Analyze network packets using monitoring tool ie Wireshark

Anyone fascinated with computer network and how it has enabled connectivity between remote places throughout the globe must have wondered how it has been made possible. Small bytes of data continually flow through small wires, perhaps even without any wires and soon you have, Wikipedia displaying all the information known to mankind.

When you type in your favourite browser, I assume it is Firefox :) , what sort of data is sent? How is it sent? If you want to watch the "data packets" in action what you need is a network analyzer or a network monitor aka sniffer. Network sniffing or packet sniffing is the same so don't be confused if there are other tools to do packet sniffing, because Wireshark does it all.

For a developer this software is pretty handy since it captures live data and shows what kind of data is being sent.

Although sniffers have more useful/evil purposes,(some future article) this article will cover how we can use a software called "Wireshark" to analyze the network data being sent.
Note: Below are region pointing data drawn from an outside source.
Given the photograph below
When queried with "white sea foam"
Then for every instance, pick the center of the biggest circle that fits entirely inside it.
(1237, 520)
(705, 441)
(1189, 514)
The software is available for both windows and unix. The great thing is that it is an open source software, yet is updated regularly. The download links are at the bottom.

If you will be using Windows simply download the setup and install it. Wireshark comes bundled with WinPcap a set of libraries which allows Wireshark to capture packet in real time. During installation their will a prompt suggesting you

"Start WinPcap service "NPF" at startup -"

Allowing npf at startup would enable users without admin privileges to run it.If this bugs you then simply 'untick' the option and install it. The latter option however requires the user to start the NPF service manually by typing the following command in command prompt having admin priviliges each time before running Wireshark

net start npf

The following command stops the service

net stop npf

Ubuntu users need to type in wireshark in the synaptic software manager and let it do the rest. Other linux/unix users need to refer to the official documentation provided on their website. Linux users need to run wireshark as root privileges.

To capture live packets either click on the network interface that you want Wireshark to hook on to or if you're unsure which interface is being used go to options and click on interface. It will open a small windows displaying the number of packets received on each interface. The one having highest number of packets is most probably going to be connected to your local Lan or directly to the internet.

After you have selected the correct interface Wireshark will start displaying all the packets that are being sent or received by your computer.